Détection des modèles anormaux grâce aux relations des processus parent-enfant

Les méthodes de détection des malwares fondées sur le Machine Learning et les antivirus sont devenues tellement efficaces pour identifier les attaques sur fichiers que les utilisateurs malveillants se sont tournés vers des techniques appelées « living off the land » afin de contourner les logiciels de sécurité modernes. Ces attaques profitent de l’exécution d’outils système qui sont préinstallés sur le système d'exploitation ou souvent proposés par des administrateurs en vue de réaliser certaines opérations, comme l’automatisation des tâches administratives, l’utilisation régulière de scripts et l’exécution de code sur des systèmes distants. Il peut être difficile d’identifier les utilisateurs malveillants qui utilisent des outils de système d’exploitation de confiance, comme powershell.exe, wmic.exe ou schtasks.exe. Ces fichiers binaires sont par essence sans risque et souvent utilisés dans la plupart des environnements. Par conséquent, les utilisateurs malveillants peuvent contourner facilement la plupart des défenses de première ligne en se fondant dans le décor des exécutions régulières. Pour identifier des modèles à l’instar de telles actions découlant d’une infraction, il faut passer au peigne fin des millions d’événements sans vraiment savoir par où commencer.

Afin de lutter contre cette tendance, les chercheurs en sécurité ont commencé à concevoir des systèmes de détection capables de cibler les chaînes de processus parent-enfant suspicieux.
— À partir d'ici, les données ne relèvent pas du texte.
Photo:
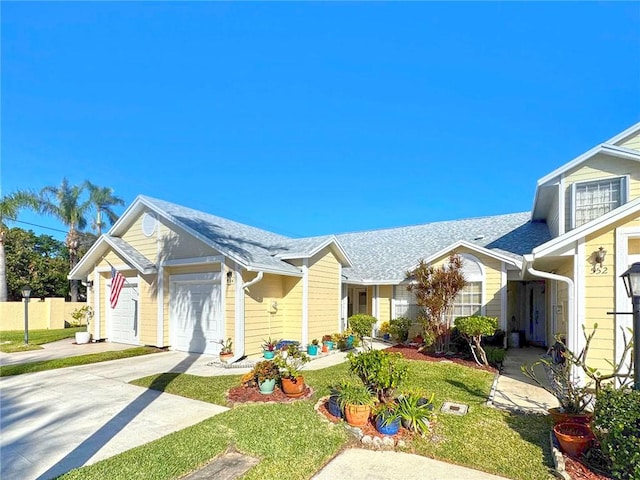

En utilisant MITRE ATT&CK™ comme stratégie de lutte, les chercheurs peuvent écrire des logiques de détection pouvant générer des alertes lorsqu’un processus parent lance un processus enfant à l’aide de certains arguments de ligne de commande. Un bon exemple est l’alerting sur un powershell.exe généré par un processus de MS Office avec des arguments encodés en Base64. Or, ce processus chronophage requiert une expertise en domaines et une boucle de rétroaction explicite afin de régler les détecteurs bruyants.

Les équipes en charge de la sécurité utilisent des infrastructures open source d’attaque et de défense pour réaliser des simulations et évaluer les performances des détecteurs. Or, indépendamment de leur efficacité, leur logique peut résoudre une seule attaque. Toute incapacité des détecteurs à généraliser ou détecter des attaques représente une opportunité unique pour le Machine Learning.

Réflexions sous forme de graphes

Dès les premières discussions autour de la détection des processus parent-enfant anormaux, j’ai immédiatement pensé à représenter ces réflexions sous forme de graphe. En effet, l’exécution des processus peut être illustrée grâce à un graphe pour un hôte donné. Dans notre graphe, les nœuds constituent des processus individuels divisés selon leur identifiant unique (PID), tandis que chaque liaison entre les nœuds est un événement process_creation. Une liaison comprend des métadonnées importantes provenant d’événements différents, comme les horodatages, des arguments de ligne de commande et de l’utilisateur.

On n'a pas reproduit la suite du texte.